Bu zihniyet, Kürtlerin iradesini tanımama ve muhatap almama zihniyetidir. Tayyip Erdoğan’ın Kürt sorunu da yok, taraf da yok, muhatap da yok, masa da yok, izleme heyeti de yok sözleri, Yalçın Akdoğan’a HDP’nin yüzde on barajını aşması çok tehlikelidir dedirtmiştir. Yalçın Akdoğan’a bunları söyleten, Erdoğan zihniyeti ve politikasıdır. Zaten Yalçın Akdoğan’ın bir özelliği de Erdoğan leb demeden leblebi demesidir.
Bu kafa Kürt sorununu çözme kafası olamaz. Bu kafa, Kürtlerin iradesini kırma kafasıdır. Kürtler de bunu kabul etmeyeceğine göre, bu, savaş demektir. Bu kafa, Kürtlere “ya teslim olacaksınız ya da savaşla kafanızı ezeriz” kafasıdır.

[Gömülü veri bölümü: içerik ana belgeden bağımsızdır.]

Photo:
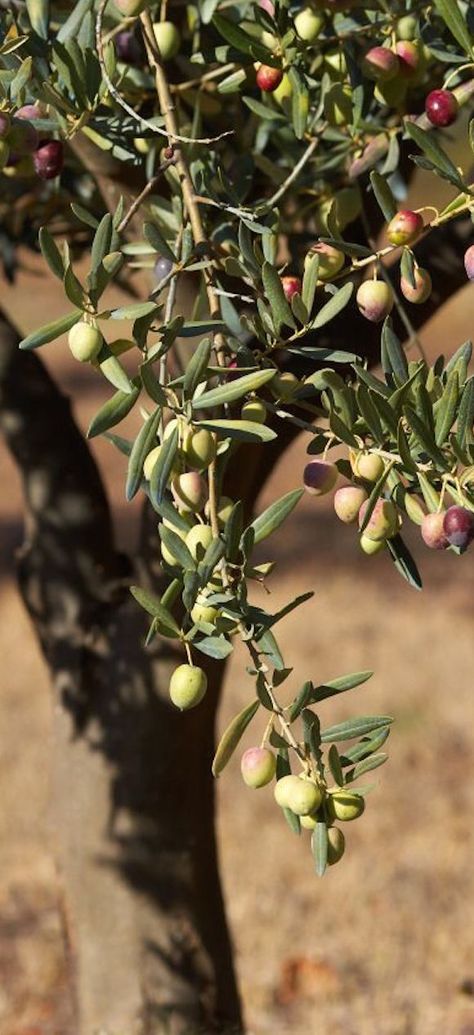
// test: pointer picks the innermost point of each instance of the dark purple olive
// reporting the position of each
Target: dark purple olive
(49, 159)
(163, 267)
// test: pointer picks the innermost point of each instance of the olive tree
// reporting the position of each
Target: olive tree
(255, 157)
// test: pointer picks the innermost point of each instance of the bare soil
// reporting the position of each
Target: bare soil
(384, 945)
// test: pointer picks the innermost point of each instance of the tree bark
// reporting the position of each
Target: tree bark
(134, 799)
(134, 794)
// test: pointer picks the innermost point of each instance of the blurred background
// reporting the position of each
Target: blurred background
(384, 944)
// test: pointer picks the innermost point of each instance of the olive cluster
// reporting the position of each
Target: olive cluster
(23, 152)
(451, 527)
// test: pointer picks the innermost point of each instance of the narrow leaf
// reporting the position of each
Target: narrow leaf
(274, 515)
(232, 736)
(51, 331)
(113, 412)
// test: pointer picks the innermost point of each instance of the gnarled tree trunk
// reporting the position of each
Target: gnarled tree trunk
(135, 802)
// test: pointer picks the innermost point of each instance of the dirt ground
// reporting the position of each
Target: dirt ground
(384, 945)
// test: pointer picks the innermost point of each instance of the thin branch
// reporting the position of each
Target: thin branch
(123, 104)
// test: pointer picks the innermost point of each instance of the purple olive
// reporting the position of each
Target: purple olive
(458, 526)
(49, 159)
(161, 268)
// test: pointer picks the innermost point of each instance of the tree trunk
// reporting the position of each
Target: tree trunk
(134, 795)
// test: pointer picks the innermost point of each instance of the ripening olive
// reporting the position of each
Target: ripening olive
(348, 502)
(168, 38)
(85, 342)
(254, 410)
(433, 532)
(302, 796)
(258, 766)
(320, 477)
(189, 491)
(198, 539)
(345, 805)
(199, 447)
(335, 845)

Türk derin devleti yıllarca Kürtlerle Türkiye demokrasi güçlerinin bir araya gelmesini çok tehlikeli görmüştür. Bu gerçekleştiğinde inkarcı ve kültürel soykırımcı sistemin ayakta kalamayacağını bildiklerinden, Kürtlerle demokrasi güçlerinin bir araya gelmemesi için her türlü yöntemi, özel savaşı ve psikolojik savaşı kullanmışlardır. AKP’nin HDP düşmanlığı da bu zihniyet ve politikaların devamı olarak görülmelidir. Çünkü HDP başarılı olduğunda, Kürtlerle demokrasi güçlerinin ortaklaşması ve başarısı gerçekleşecek, bu da Türkiye’nin demokratikleşmesi ve Kürt sorununun çözümü anlamına gelecektir.

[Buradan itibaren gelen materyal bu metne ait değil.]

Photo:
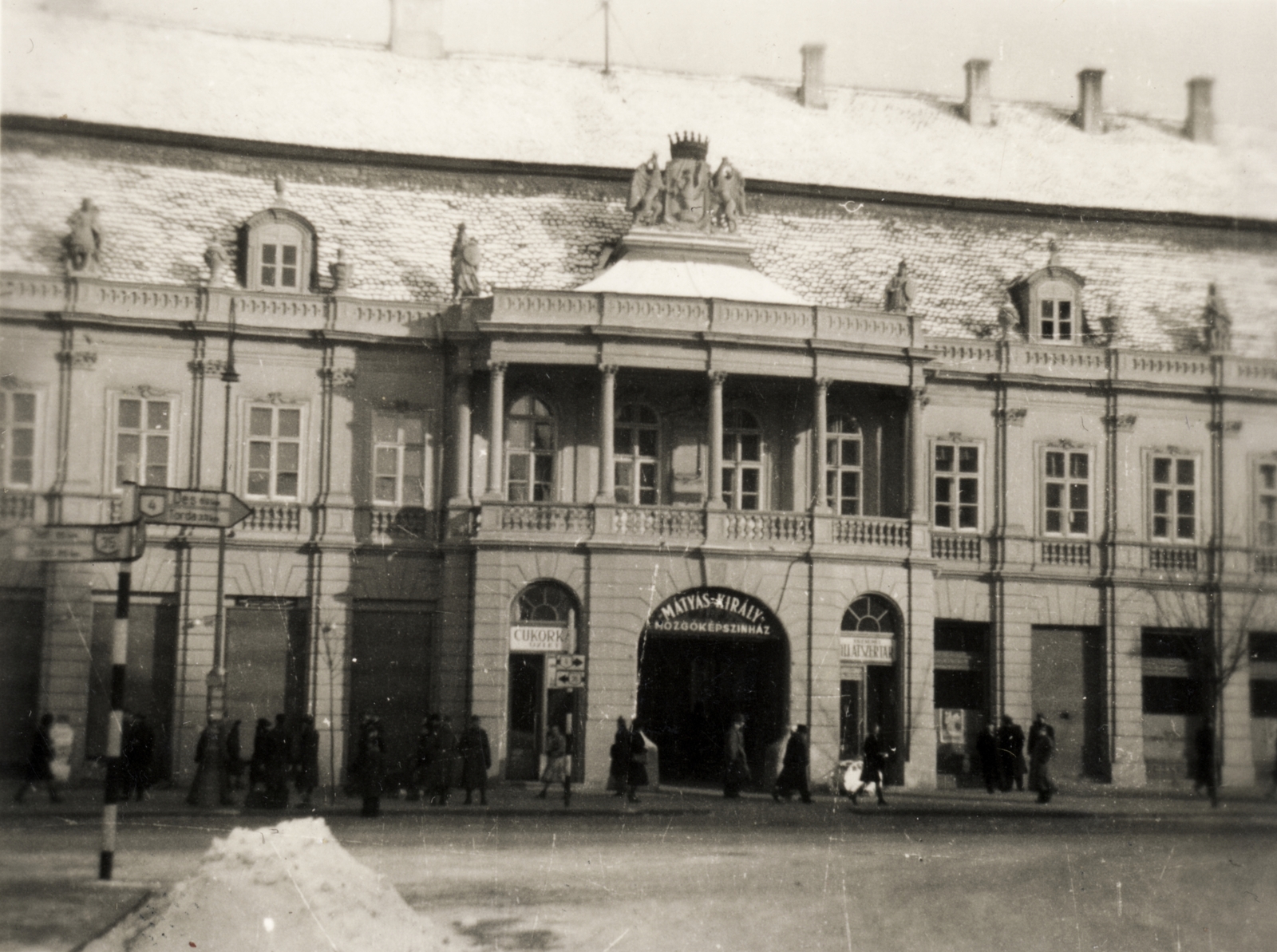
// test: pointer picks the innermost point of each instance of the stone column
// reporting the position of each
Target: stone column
(714, 494)
(461, 439)
(820, 436)
(607, 420)
(496, 430)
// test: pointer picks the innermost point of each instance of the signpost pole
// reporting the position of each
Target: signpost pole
(119, 668)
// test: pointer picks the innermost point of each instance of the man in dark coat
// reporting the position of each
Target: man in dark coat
(138, 748)
(986, 749)
(306, 760)
(1010, 754)
(875, 754)
(793, 771)
(38, 758)
(476, 760)
(1204, 768)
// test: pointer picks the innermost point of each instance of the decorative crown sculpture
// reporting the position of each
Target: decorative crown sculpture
(689, 146)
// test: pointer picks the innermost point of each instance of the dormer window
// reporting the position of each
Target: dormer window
(278, 251)
(1050, 306)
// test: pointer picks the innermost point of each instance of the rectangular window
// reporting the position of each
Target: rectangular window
(142, 440)
(1174, 500)
(274, 452)
(1066, 487)
(17, 439)
(399, 460)
(957, 487)
(1266, 506)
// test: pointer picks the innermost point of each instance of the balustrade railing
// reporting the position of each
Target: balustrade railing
(1065, 553)
(861, 530)
(658, 521)
(1170, 558)
(274, 517)
(961, 547)
(768, 527)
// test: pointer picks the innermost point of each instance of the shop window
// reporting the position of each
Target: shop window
(844, 483)
(1174, 496)
(1066, 493)
(274, 453)
(17, 439)
(636, 447)
(742, 461)
(399, 460)
(142, 440)
(957, 487)
(530, 452)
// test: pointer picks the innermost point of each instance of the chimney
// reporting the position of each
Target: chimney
(1200, 124)
(1089, 101)
(812, 92)
(415, 28)
(979, 108)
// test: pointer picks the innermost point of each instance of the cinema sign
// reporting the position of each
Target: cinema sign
(713, 613)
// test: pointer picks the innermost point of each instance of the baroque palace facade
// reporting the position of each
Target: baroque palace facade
(913, 413)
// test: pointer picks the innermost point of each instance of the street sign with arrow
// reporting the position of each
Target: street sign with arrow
(166, 506)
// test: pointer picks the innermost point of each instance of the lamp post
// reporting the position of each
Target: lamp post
(214, 786)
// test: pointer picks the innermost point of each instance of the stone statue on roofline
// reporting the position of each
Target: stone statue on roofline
(899, 290)
(85, 242)
(1219, 323)
(645, 193)
(465, 264)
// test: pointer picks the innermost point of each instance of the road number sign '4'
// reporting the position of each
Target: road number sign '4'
(121, 543)
(191, 507)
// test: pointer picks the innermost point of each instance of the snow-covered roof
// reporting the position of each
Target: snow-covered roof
(482, 108)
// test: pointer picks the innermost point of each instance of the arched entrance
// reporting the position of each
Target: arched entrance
(870, 647)
(706, 655)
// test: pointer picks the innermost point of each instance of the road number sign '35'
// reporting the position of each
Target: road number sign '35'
(191, 507)
(123, 543)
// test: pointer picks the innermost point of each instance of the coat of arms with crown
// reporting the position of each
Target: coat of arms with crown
(686, 196)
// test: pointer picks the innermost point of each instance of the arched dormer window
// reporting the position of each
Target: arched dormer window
(278, 251)
(530, 452)
(1050, 306)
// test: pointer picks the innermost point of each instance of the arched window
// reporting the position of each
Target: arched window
(544, 602)
(843, 461)
(636, 447)
(530, 452)
(742, 461)
(872, 614)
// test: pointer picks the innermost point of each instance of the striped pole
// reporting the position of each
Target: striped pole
(115, 730)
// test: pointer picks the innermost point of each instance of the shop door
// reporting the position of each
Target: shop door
(1068, 688)
(527, 692)
(150, 675)
(22, 626)
(389, 677)
(266, 662)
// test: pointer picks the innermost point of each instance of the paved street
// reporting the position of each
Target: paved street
(687, 871)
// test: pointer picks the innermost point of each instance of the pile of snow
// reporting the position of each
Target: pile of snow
(285, 888)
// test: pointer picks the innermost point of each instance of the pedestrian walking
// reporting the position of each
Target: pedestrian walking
(875, 754)
(40, 756)
(137, 749)
(736, 768)
(1041, 748)
(793, 771)
(445, 762)
(1010, 754)
(476, 760)
(370, 766)
(1206, 770)
(986, 749)
(636, 768)
(555, 764)
(619, 771)
(306, 760)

Yalçın Akdoğan’ın “HDP’nin barajı aşması çok tehlikelidir” demesi, HDP’ye yapılan saldırıları da açıklamaktadır. Her gün bir yerde HDP bürolarına, HDP çalışanlarına saldırılmaktadır. Dünyada hükümetlerin seçimle gidip geldiği ülkelerde böyle bir şey görülmediği gibi, Türkiye’de de böyle şeyler çok görülmemiştir. Böyle bir saldırı ortamında demokratik, adil ve eşit bir seçimden söz edilemez. Her nedense başta AKP’liler olmak üzere hiç kimse bu saldırıları gündeme getirmiyor. Başka bir partiye bu saldırıların onda biri yapılsaydı gündem olur, kıyamet koparılırdı. HDP’ye bu saldırılar olunca ciddi bir tepki gelmemesi, hala Kürtlerin ve farklı kimliklerin, sosyalistlerin Türkiye siyasetine güçlü biçimde girmelerinin sindirilmediğini göstermektedir.

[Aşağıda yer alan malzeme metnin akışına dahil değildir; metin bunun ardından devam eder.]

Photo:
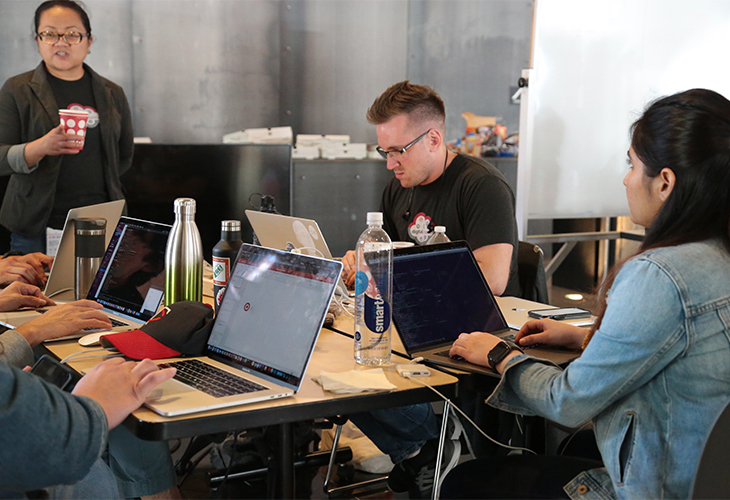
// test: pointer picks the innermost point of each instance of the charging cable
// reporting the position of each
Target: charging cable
(59, 292)
(514, 448)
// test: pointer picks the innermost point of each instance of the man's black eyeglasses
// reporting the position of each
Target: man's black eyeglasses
(397, 153)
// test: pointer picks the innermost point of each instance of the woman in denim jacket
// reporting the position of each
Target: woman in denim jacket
(655, 372)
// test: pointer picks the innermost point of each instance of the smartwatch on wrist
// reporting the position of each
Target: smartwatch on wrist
(499, 352)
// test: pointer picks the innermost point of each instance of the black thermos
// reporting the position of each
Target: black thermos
(224, 257)
(89, 249)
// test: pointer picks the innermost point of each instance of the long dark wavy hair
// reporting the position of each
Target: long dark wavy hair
(689, 133)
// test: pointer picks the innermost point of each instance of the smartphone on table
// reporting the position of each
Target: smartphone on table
(52, 371)
(559, 314)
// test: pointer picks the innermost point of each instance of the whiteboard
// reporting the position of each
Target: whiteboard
(595, 65)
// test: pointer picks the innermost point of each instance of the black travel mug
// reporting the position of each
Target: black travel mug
(90, 246)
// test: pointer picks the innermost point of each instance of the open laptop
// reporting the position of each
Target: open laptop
(439, 292)
(61, 277)
(265, 333)
(130, 282)
(291, 234)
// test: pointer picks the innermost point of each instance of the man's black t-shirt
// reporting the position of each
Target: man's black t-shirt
(472, 199)
(81, 180)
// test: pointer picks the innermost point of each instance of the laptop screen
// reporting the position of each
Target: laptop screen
(272, 312)
(438, 293)
(131, 276)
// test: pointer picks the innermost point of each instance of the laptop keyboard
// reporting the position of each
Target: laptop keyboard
(211, 380)
(116, 322)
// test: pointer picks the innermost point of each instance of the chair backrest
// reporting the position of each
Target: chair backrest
(531, 272)
(712, 479)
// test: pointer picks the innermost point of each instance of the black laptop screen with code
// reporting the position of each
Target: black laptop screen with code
(439, 293)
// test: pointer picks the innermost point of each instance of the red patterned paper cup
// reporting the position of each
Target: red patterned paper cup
(74, 122)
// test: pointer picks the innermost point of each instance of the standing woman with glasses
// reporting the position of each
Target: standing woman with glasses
(47, 175)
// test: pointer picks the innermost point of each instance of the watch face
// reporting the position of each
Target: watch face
(498, 353)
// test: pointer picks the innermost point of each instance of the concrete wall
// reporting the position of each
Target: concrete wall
(194, 70)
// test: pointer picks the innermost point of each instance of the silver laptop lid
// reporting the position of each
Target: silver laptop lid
(131, 277)
(289, 233)
(272, 312)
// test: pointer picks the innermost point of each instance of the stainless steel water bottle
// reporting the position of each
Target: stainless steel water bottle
(89, 244)
(184, 256)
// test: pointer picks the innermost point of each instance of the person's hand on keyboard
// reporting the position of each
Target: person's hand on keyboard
(550, 332)
(17, 295)
(120, 387)
(59, 321)
(29, 268)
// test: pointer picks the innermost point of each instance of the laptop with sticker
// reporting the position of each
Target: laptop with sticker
(274, 299)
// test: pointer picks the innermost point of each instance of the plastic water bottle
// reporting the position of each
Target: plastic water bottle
(438, 236)
(224, 257)
(184, 256)
(373, 295)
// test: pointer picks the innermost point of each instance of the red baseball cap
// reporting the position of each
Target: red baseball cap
(179, 329)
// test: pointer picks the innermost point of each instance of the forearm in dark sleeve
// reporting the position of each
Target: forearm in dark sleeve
(47, 437)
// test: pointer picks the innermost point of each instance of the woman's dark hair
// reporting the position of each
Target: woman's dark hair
(689, 133)
(67, 4)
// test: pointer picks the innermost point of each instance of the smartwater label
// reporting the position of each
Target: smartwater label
(221, 270)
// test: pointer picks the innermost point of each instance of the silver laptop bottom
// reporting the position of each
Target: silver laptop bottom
(172, 398)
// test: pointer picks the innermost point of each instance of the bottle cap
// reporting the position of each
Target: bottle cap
(231, 225)
(184, 206)
(90, 224)
(375, 217)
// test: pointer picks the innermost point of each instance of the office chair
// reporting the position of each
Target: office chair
(531, 273)
(712, 479)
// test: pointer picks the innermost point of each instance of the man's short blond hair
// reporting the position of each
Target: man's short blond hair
(419, 102)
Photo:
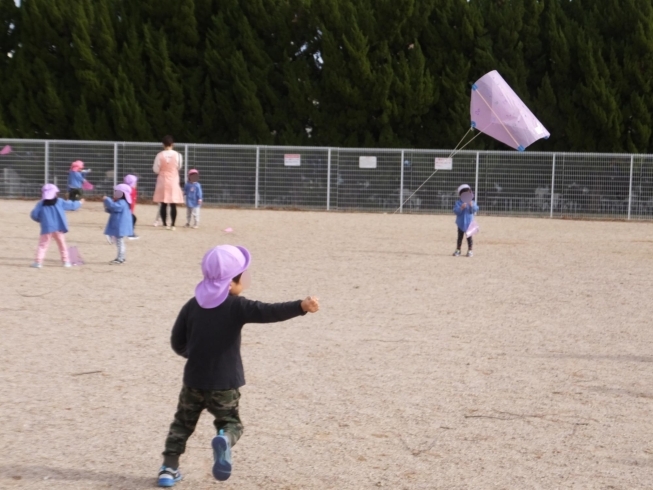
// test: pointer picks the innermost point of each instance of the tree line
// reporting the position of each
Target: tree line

Baskı ve zor ile bir partinin oy almasının engellenmesi bundan daha somut ve açık olamaz. Bu saldırılar artık birilerinin tepkisi olmaktan çıkmış, bizzat hükümetin göz yumduğu ve desteklediği saldırılar haline gelmiştir. ‘Silahı bırakın, demokratik siyaset yapın’ diyenlerin, ne kadar ikiyüzlü olduğu bu saldırılarla bir kez daha açığa çıkmıştır. Zaten Türkiye’de temel sorun, Kürtlerin varlığı ve siyasi iradesi kabul edilecek mi, edilmeyecek mi sorusudur. Şimdiye kadar Kürtlerin varlığı ve siyasi iradesi kabul edilmemiştir. Bu zihniyet ve politika kırılmadan ne Türkiye demokratikleşir, ne Kürt sorunu çözülebilir ne de gerilimlerin ve çatışmaların önüne geçilebilir. HDP’nin başarısı bu zihniyet ve politikayı kırma başarısı olacaktır. AKP ise bu zihniyet ve politikanın devam etmesi için gerici bir direniş içindedir. Tayyip Erdoğan ve Yalçın Akdoğan’ın sözleri bu direnişin açık göstergesidir. Bu da onların Kürtlerin siyasi iradesini ve özgürlük mücadelesini zorla, şiddetle, savaşla ezme karakterini ortaya koymaktadır. Nitekim Yalçın Akdoğan 2011’de şiddetli biçimde süren savaşın en büyük savunucularındandı.